# Something-Else: Compositional Action Recognition

• J. Materzynska, T. Xiao, R. Herzig, H. Xu, X. Wang, and T. Darrell, “Something-Else: Compositional Action Recognition with Spatial-Temporal Interaction Networks,” arXiv:1912.09930 [cs], Sep. 2020, Accessed: Jan. 26, 2022. [Online]. Available: http://arxiv.org/abs/1912.09930

## Abstract

Do current ML algorithms have the capability to generalize across different combinations of verbs and nouns (compositionality)?

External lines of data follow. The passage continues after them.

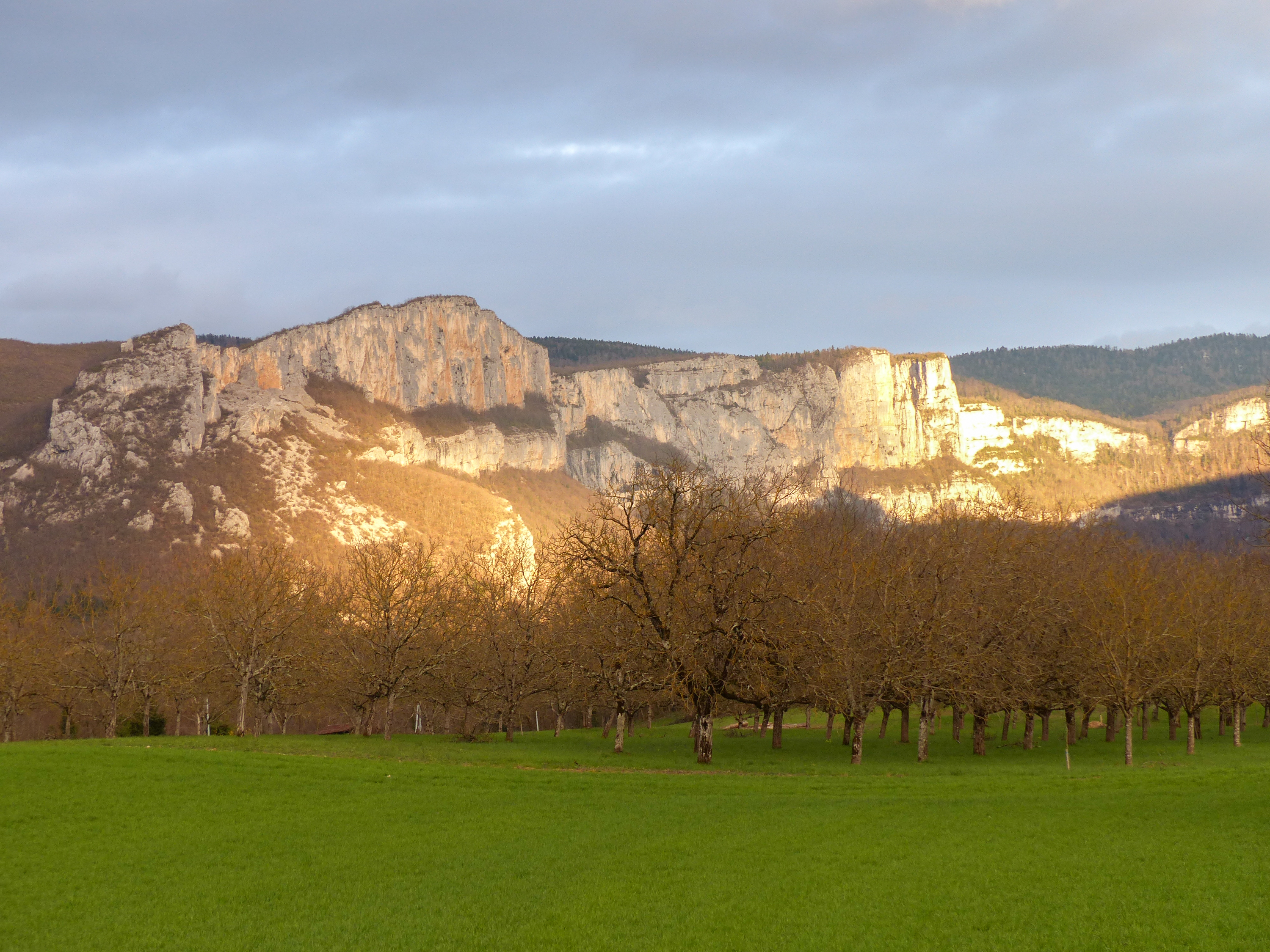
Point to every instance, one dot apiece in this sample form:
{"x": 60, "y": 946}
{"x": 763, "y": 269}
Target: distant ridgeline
{"x": 225, "y": 341}
{"x": 1126, "y": 384}
{"x": 569, "y": 353}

Turns out current methods like I3D with scene-level convolutional operators heavily relies on spatial appearance rather than temporal transfromations or geometric relations, and thus failed this task.

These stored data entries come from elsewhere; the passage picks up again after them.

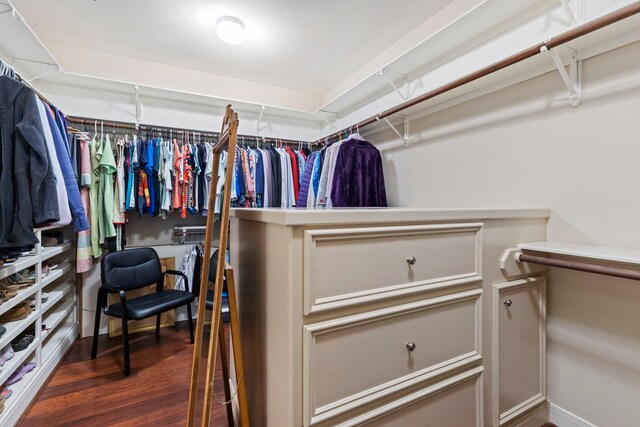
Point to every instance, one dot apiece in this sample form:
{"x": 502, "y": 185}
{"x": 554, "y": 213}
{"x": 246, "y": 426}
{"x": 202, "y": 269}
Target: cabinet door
{"x": 519, "y": 348}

This paper introduces a model that relies on a sparse and semantically-rich object graph learnt for each action, learning explicit relations between subjects and objects.

It also introduces something-else dataset and a compositional action recognition task where training and testing data are split in a way to test the ability of compositionality of the model.

## Note

### Improving Token-Mixer

The spatial interaction mudule looks just like a token-mixer. Probably changing it to self-attention to improve performance?

## Approach

### Spatial-Temporal Interaction Networks

STIN = Object Detector + Tracker + Reasoning

By modeling the transfromation of object geometric relations in a video, STIN can generalize well to unseen compositions.

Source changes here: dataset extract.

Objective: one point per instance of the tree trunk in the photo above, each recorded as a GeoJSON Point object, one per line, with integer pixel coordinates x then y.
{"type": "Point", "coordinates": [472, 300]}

#### Object-centric Representation

A video with T frames => Object detection: hands, generic candidate consituent objects.

Extracting two types ob feature representation for each bounding box

1. Bouding box coordinates:
• center coordinate + width + height => MLP => d-dimensional feature
2. Object Identity: Another d-dimensional dembedding to represent identities of objects and subjects
1. Subject embedding(agent): representing hands in an action
2. Object embedding: representing objects invovled in the action
3. Null embedding: representing dummy boxes irrelevant to the action

#### Spatial-temporal Interaction Reasoning

Given $$T$$ video frames and $$N$$ objects per frame, we denote the set of object features as $$X=$$ $$\left(x_{1}^{1}, \ldots, x_{N}^{1}, x_{1}^{2}, \ldots, x_{N}^{2}, \ldots, x_{N}^{T}\right)$$, where $$x_{i}^{t}$$ represents the feature of object $$i$$ in frame $$t$$.

• Spatial Interaction Module

Perfoming spatial interaction reasoning amnong N objects in each frame.

$f\left(x_{i}^{t}\right)=\operatorname{ReLU}\left(W_{f}^{T}\left[x_{i}^{t}, \frac{1}{N-1} \sum_{j \neq i} x_{j}^{t}\right]\right)$

where [,] denotes concatenation of two features in the channel dimension and $$W_{f}^{T}$$ is learnable weights implemented by a fully connected layer.

• Temporal Interaction Module

Given these aggregated feature of objects in each frame, performing temporal reasoning on top of them.

$p(X)=W_{p}^{T} h\left(\left\{g\left(x_{i}^{1}, \ldots, x_{i}^{T}\right)\right\}_{i=1}^{N}\right)$

where $$h$$ is a function combining and aggregating the information of tracklets.

In this study, two different approaches are proposed to combine tracklets:

1. Design $$h$$ as a simple averaging function to prove the effectiveness of our spatial-temporal interaction reasoning.
2. Utilize non-local block as the function $$h$$.The non-local block encodes the pairwise relationships between every two trajectory features before averaging them.
• Combining Video Appearance Representation

3D conv backbone to transform video into a d-dimentional feature, the appearance representation is especially helpful when the action has no prominent inter-object dynamics

Video appearance representations are concatenated with object representations $$h\left(\left\{g\left(x_{i}^{1}, \ldots, x_{i}^{T}\right)\right\}_{i=1}^{N}\right)$$, before fed into the classifier.